I can’t believe I’m single again. I’m too old to date. However, there isn’t much call for 59 year-old mail order brides so unless I want to be forever without male companionship (a viable option I’m thinking about) I will have to date again. The thought of going on more first dates makes me cry harder than all the things I miss about my last love.
Feeling I must carry on, I once again turned on my online dating site. A man wrote to me. He was attractive, and if his write-up was even partially true, one in a million. The one catch for me was, he was only 5’ 6” tall. I usually only date men who are six foot or taller. Short fit men make me feel as though I might roll over in bed and squash them. I just don’t want to take the chance of an accidental death. It’s bad enough at this age worrying if the excitement of sex will give them a heart attack.
Last night I went out for a drink with my girlfriend who is much younger than me. I was telling her about this and she said it’s just a date, go ahead and email the short guy. So I show her his profile, and after a brief read, she explains to me that the reason he sounds like a man that’s too good to be true is because he’s a transsexual. Apparently he eludes to this in two different places in his profile which I missed while focusing on his small stature. So the reason he sounded completely wonderful was because he used to be woman. It had been like reading my own profile!
Actually, this wouldn’t have been the first time I dated a transsexual. The first time there was no indication other than the lack of attraction on my part. I remember after meeting him telling my friends he had a butt like a woman’s. I told him we could hang out as friends and it would never be anything more. It was much later after some nights out dancing that he told me the truth about his transition. I have no problem with anyone’s choices of sexuality. I just have no attraction either. We have remained friends, and judging by his troubles with dating, it’s no different after transition than it is before.
Alas, I digress. The point here is I’m too old to be dating online anymore and not being able to read this profile correctly proved it to me. I can’t keep up with the new slang phrases that are supposed to alert me to what men really want. It’s like learning a foreign language. I once thought I had it all figured out but this experience makes me realize the world has changed too much for me to keep up with it.

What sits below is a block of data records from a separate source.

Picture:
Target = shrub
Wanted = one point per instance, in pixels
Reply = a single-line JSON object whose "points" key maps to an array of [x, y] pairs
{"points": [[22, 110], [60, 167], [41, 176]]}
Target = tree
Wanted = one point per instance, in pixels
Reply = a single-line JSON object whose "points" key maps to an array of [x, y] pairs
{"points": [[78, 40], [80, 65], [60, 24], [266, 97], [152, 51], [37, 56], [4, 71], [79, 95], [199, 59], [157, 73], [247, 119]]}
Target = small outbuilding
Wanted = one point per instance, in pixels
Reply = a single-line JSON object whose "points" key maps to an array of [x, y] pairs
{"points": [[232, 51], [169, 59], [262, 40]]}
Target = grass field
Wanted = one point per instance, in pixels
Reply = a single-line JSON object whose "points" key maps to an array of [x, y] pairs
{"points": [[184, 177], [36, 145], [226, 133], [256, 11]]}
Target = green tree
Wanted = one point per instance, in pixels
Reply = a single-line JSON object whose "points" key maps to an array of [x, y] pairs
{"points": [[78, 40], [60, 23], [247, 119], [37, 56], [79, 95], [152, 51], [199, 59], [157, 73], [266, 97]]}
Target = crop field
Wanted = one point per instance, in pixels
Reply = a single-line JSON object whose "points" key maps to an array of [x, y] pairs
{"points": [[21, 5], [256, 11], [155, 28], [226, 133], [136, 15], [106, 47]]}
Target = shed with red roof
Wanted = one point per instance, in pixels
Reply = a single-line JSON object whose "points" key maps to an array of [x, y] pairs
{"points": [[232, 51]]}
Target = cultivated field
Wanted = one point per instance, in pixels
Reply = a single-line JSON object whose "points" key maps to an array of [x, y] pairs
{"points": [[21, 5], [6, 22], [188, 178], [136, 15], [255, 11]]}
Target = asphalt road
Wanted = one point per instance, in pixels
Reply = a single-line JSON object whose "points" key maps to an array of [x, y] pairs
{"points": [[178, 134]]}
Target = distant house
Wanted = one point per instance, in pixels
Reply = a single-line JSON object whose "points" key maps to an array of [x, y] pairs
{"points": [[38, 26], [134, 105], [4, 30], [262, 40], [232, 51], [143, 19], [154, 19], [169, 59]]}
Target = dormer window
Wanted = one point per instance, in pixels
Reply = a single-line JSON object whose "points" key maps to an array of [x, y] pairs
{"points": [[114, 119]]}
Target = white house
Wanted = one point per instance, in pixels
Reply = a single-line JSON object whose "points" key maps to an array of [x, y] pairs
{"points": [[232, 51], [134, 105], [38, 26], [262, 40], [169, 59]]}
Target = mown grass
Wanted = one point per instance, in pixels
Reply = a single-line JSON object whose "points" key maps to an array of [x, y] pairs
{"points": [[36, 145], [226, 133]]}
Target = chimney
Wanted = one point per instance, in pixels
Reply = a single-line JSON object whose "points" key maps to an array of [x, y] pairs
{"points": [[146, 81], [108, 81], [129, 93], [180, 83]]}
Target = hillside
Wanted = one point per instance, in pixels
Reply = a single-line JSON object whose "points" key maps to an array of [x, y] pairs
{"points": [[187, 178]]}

Sadly, there are a lot of things I truly enjoy about male companionship, including sexual intimacy. I realize I’m spending a lot more time in my yard this year: chopping, pruning, digging, planting, spreading mulch. Apparently I’m taking my sexual frustrations out on my landscape. It makes me wonder anew about my mother who never dated or remarried after my father died in his mid-fifties. Her garden plot was enormous and flowers bloomed everywhere on her property. Sure wish she was here now so we could laugh about this together. And, since I’ll obviously be doing a lot more gardening these days, I could use some of her green thumb tips, as well.